保育室という空間は、子どもの生活とあそびにとって欠かせないものです。
子どもたちは、園に来ると「何をしようか」と 考えます。
そして「だれとしょうか」「どのようにしようか」「何 を使おうか」ということを考えます。
それが、動機であり、意欲です。
この思いは、子ども自身からわき出る気持ちであり、指示したり、やらせようとした途端に、その意味は違ってきます。
しかし、子ども自らやろうとしても、自ら使えるような時間、空間、物などが用意されていなければできませんし、一緒にやりたいと思える仲間がいなければなりません。

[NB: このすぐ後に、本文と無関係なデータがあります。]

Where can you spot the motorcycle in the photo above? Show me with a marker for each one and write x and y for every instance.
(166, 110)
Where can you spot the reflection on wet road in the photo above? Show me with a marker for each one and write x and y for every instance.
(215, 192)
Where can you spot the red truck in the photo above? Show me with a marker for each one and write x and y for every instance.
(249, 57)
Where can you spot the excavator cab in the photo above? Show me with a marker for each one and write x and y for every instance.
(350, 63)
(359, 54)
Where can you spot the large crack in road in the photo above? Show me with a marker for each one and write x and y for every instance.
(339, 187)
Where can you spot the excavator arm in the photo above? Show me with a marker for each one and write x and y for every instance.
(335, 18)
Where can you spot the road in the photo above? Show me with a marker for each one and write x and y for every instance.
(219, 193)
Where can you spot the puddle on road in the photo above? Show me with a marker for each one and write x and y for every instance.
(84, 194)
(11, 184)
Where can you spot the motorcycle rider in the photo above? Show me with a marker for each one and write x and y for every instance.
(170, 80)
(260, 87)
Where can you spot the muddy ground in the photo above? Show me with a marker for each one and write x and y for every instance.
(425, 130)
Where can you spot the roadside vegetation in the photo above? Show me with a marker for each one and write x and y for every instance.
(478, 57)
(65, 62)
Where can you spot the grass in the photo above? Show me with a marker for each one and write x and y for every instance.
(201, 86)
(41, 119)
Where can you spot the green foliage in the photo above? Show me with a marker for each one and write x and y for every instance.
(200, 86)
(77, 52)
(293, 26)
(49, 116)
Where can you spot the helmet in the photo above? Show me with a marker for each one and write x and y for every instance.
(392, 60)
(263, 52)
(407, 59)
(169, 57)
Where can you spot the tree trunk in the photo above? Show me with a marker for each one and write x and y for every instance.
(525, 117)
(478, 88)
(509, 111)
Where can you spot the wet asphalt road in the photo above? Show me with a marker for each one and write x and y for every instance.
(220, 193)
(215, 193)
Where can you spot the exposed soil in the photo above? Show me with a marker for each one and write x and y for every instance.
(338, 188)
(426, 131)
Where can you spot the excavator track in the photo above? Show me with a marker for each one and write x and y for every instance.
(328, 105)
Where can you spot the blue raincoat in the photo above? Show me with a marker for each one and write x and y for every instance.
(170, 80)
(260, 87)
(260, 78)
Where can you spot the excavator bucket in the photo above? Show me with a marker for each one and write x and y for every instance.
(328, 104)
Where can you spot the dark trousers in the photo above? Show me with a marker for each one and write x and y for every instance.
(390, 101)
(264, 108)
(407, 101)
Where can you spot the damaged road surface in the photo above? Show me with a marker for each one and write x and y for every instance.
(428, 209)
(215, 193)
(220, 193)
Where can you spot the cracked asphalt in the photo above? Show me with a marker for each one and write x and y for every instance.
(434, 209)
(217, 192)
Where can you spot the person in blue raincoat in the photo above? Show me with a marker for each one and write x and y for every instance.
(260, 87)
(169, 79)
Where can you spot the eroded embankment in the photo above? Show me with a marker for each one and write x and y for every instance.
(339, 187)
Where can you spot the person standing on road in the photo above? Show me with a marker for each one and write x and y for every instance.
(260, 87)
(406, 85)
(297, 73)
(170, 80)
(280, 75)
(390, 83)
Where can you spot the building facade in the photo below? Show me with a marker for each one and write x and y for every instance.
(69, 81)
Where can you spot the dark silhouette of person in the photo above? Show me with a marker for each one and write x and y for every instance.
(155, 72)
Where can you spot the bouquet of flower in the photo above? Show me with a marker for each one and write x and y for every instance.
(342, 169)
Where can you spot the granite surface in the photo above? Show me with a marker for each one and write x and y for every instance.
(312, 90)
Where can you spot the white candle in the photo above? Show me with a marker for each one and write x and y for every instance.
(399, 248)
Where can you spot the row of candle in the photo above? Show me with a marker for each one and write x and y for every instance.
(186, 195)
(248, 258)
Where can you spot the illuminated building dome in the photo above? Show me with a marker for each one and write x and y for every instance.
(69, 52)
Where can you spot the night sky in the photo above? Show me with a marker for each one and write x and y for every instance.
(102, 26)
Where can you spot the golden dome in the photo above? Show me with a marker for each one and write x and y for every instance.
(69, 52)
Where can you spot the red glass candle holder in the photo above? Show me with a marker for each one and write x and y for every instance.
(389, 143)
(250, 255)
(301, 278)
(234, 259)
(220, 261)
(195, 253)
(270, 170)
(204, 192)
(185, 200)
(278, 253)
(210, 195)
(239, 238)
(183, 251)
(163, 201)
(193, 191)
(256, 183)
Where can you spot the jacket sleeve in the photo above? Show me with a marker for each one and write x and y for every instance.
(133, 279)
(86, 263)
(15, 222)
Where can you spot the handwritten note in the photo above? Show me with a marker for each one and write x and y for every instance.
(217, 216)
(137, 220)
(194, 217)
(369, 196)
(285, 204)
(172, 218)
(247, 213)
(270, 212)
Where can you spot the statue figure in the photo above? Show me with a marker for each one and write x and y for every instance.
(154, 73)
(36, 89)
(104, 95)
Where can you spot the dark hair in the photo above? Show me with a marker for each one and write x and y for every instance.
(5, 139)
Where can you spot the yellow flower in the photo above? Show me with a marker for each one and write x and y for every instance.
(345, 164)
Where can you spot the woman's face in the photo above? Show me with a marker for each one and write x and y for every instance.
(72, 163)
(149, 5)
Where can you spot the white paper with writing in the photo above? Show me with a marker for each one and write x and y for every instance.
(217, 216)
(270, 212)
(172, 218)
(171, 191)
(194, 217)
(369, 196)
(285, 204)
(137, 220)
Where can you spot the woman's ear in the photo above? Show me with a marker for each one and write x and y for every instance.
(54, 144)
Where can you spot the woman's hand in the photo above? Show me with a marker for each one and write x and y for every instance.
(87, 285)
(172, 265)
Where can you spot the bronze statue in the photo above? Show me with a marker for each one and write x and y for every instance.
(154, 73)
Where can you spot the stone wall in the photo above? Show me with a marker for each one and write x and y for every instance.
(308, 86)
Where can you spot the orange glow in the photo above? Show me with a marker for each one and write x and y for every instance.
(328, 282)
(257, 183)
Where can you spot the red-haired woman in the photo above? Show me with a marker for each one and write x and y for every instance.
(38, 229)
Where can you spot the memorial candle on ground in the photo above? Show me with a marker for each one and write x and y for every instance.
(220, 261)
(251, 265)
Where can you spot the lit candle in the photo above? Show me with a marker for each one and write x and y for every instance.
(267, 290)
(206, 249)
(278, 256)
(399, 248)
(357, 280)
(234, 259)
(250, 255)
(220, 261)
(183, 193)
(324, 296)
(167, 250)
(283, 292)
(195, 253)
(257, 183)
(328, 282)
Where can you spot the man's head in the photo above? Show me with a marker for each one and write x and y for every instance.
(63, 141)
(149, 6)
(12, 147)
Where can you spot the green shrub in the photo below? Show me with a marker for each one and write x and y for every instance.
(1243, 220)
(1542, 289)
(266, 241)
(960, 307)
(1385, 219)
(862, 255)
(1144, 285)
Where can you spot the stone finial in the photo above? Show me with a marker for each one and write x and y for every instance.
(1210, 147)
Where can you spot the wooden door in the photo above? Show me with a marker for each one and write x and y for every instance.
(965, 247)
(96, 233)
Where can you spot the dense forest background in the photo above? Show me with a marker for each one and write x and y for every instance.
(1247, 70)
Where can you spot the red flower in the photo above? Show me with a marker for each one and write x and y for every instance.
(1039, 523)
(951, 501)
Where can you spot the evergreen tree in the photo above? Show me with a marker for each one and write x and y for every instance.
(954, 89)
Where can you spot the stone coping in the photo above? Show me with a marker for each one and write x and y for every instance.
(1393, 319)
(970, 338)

ヨーロッパでは、 保育室の真ん中に広場的な場を設け、 部屋 の隅にさまざまな子どもが自ら選択し、活動する場所をつくりました。
そのような場所を「コーナー」と呼びました。
また、アメリカなどでは、一斉に何かをやらせるのではなく、子どもが興味や関心をもったことが自らやれるような場を用意しました。 そこで、そのような場を「インタレストセンター」と呼んだりしました。
しかし、「コーナー(かど)」も「センター(中心)」も子ども主体といっても、結局はある閉じられた空間を用意し、そこでの活動を固定してしまうような気がします。
もっと、子どもによって流動的に空間が構成されたり、ほかの空間と融合したり、小集団から広がりのある人間関係がつくれるよ うな融通のきく空間を用意する必要がある気がします。
「活動」 という時間的経過を含めたその空間を、 わたしはゾーンと呼ぶことにしました。そして、そのゾーンは子どもによってゾーニング (ゾーンの創造)されていくことが重要です。
ゾーンは子ども自身の興味によってつくり上げられ、変化し、増えていく空間です。
保育者はゾーンの種類や数を限定 することなく、その質が豊かになっていくように子どもたちの興味と、その変化を常に意識しなければなりません。